Tim snorted, and laughed. Silly humans. Why would Cass be a problem? “She’s a weapon, not a bird. I’m not a bird either, not really, but we both pretend. It makes Bruce happy.”

Tim rolled over, happy to sprawl in the sun as the boy chewed on his answer. When he next spoke, his voice was louder, and Tim opened his eyes to find he’d moved into the clearing - still loose, still open, but sitting closer now.

“I am Bruce’s blood son, Damian. I-“ he hesitated, but seemed to steel himself before meeting Tim’s fox eyes. “I would like to ask your permission to live in your territory, so I may learn from my father.”

Tim rolled to his stomach and gave the boy his full attention.
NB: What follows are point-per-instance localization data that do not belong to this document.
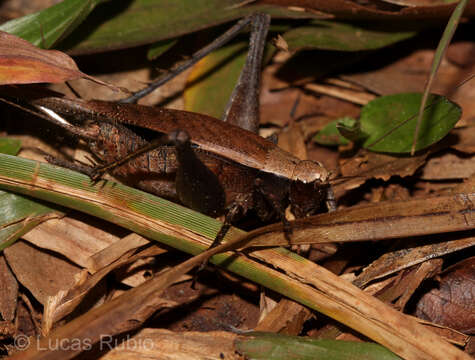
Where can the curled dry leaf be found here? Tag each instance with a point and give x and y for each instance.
(24, 63)
(451, 302)
(9, 293)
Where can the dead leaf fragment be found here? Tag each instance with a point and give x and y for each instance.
(8, 291)
(40, 272)
(23, 63)
(451, 302)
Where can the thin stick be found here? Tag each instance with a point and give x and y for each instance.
(197, 56)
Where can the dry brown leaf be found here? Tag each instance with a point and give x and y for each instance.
(63, 303)
(168, 345)
(368, 165)
(42, 273)
(114, 251)
(123, 313)
(448, 166)
(72, 238)
(292, 140)
(23, 63)
(287, 318)
(8, 291)
(465, 139)
(451, 303)
(398, 260)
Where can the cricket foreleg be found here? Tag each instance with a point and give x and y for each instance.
(162, 140)
(330, 200)
(243, 106)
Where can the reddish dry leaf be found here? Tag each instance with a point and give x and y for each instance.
(451, 301)
(287, 318)
(368, 165)
(23, 63)
(64, 302)
(8, 291)
(41, 273)
(465, 139)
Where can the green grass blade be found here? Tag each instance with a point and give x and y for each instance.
(47, 27)
(281, 347)
(438, 56)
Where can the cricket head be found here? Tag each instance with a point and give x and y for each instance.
(308, 189)
(307, 172)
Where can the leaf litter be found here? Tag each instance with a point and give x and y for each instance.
(407, 261)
He met Tim’s gaze head-on, unflinching, and so Tim smiled at him. Not the friendly, human mask-smile he showed Bruce, but equally not the vicious joy he wore after a fight. Something in between. “It’s not my territory, it’s Bruce’s,” he said, waving an airy hand, “And anyway, I’m not the sort of cuckoo to push eggs out of the nest. Not when they haven’t given it up themselves, yet.”

Damian nodded, and stood, and bowed. “Thank you for your generosity, Timothy,” he hesitated, “Do you wish to return to the Manor together?”

And so Tim rolled to his feet and they exited the daytime woods, side by side.

Damian was human - he had a mother who loved him, who spoke to him, who raised him, however much she hurt him as well. He was not a weapon, he was not an animal, he had masks as Bruce did, but not as Tim and Cass do. But he cared for them all the same - helped Cass keep herself sharp, let Tim curl up in his lap and pet him, and asked neither of them to speak in human words. It calmed Bruce to see them together, even if their preferred quiet worried him still. Damian’s menagerie grew, and sometimes Tim brought him fox kits, alley kittens, newborn fawns sick with things the forest could not heal. He was human, but a human who respected those who were not.

So when ninja began to slip through the shadows of Gotham, when whispers sounded through the streets and the alleycats told him of a man with green-glowing eyes who smelled of death, Tim watched with his fox’s eyes, and grinned with sharp, sharp teeth. He may be a cuckoo, but he was also a fox, and Damian was his. Tim had no objections to ripping out throats to keep him.

Notes:

Highlight from my beta’s comments: “NARCS don't be a little bitch!!! what does it matter to u youre a RAT a LITERAL RAT”

 

AU where Damian does try to kill Tim and they end up at a standoff with Tim trying to cuckoo him out of the manor, until Damian catches him playing with his menagerie one day and does a full 180 from “enemy human” to “ah, this is an animal” and Tim’s a bit confused by the change but Damian turns up the disney princess charm and soon Tim is literally eating out of the palm of his hand. Bruce is really concerned about Damian treating Tim like an animal and the fact that Tim seems okay with this, but at least they’re not killing each other anymore????